The trouble with Scrum

For about the last ten years, most of the development shops I’ve seen and worked with are operating under a process that is Scrum-like on the surface. It’s standard to divide work into “stories,” to assign points to those stories, to organize time into “sprints” that are just about always two weeks, and to move those “stories” from left to right on a Jira board.

I have many, many things to say about how people mess up Scrum. A lot of it is embedded in the prior paragraph: they’re “Scrum-like” on the surface but they don’t even try to embrace the values of “commitment, courage, focus, openness and respect” that the Scrum Guide calls for.

In particular, the courage part often goes missing.

Again, speaking from many years of direct experience, it is very uncommon for a Scrum Master to push back effectively against unreasonable demands from higher management or to advocate for resources that are absolutely required.
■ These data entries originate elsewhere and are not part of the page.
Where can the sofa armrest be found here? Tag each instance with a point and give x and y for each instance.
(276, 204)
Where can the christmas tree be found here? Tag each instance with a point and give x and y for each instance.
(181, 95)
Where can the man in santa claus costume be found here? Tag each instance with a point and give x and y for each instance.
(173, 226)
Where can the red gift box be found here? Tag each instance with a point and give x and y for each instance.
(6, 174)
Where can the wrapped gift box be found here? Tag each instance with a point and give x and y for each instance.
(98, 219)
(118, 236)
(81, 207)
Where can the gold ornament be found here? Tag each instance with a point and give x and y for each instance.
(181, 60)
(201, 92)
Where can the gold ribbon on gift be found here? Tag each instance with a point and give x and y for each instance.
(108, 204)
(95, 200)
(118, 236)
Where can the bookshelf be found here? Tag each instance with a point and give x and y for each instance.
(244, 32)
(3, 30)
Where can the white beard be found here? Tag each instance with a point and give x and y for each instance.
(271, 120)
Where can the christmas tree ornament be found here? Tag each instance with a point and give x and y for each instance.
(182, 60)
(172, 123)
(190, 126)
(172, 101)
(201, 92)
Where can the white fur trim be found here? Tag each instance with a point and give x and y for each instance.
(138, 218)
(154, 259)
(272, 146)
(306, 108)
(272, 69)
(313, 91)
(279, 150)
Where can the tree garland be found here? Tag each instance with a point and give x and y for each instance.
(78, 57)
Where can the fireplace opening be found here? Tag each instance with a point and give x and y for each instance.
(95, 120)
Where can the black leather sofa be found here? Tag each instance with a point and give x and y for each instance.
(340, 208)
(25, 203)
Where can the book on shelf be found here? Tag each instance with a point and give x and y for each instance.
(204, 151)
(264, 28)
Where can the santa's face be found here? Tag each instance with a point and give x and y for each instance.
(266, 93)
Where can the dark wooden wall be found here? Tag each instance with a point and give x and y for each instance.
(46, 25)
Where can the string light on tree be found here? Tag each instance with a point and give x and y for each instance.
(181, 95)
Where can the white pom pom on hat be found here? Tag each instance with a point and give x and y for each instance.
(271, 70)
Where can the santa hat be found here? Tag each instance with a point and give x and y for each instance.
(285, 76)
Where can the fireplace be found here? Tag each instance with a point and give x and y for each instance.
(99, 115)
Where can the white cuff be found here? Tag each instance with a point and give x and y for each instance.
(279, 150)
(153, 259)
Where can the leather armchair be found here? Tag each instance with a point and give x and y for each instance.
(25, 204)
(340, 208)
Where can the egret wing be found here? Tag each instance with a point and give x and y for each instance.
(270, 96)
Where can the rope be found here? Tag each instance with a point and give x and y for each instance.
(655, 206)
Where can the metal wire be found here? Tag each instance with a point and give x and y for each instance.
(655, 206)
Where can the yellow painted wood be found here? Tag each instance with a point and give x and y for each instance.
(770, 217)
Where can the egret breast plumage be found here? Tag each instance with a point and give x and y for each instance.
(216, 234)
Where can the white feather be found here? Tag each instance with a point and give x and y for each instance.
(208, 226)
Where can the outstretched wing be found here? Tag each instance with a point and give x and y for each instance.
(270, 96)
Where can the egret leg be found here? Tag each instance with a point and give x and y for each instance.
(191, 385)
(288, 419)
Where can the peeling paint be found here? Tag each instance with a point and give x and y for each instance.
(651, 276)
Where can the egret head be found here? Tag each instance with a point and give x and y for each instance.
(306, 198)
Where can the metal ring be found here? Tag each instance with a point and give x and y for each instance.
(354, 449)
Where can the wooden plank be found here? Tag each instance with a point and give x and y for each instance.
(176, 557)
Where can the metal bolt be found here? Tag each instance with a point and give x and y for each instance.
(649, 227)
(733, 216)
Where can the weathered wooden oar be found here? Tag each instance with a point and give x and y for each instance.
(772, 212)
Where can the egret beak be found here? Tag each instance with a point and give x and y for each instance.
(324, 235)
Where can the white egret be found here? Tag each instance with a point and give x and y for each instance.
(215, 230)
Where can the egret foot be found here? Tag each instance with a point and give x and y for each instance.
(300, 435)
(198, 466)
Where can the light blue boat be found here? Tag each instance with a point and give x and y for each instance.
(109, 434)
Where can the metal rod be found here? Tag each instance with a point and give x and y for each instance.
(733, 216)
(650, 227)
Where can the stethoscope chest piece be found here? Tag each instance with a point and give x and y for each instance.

For example, in one sprint planning meeting, I said “The exact reason we are blocked on doing the reports management is asking for is that they want them delivered on Microsoft Power BI, and we don’t have Power BI, and the literal only way to get unblocked is for them to cut the purchase order and get us the resources that they are requiring us to use.” That drew gasps and stares! Why? Because no courage. They wanted to get through all the project tasks, but not as much as they wanted to avoid offending the people writing the checks.

Also, my contract wasn’t renewed there. So that’s what courage gets you.

I’m not sure I have a recommendation here.

What can I tell you if you lead a team and don’t have the guts to get them what they directly need to get the job done? What can I tell you if your top priority is never making unpleasant requests of your management? What can I tell you if you’re not working with or for the team but in fact over it?

I don’t know.

I do know that you’re not cultivating the trust and courage that makes Scrum work though. You can be the boss, but you can’t be a leader.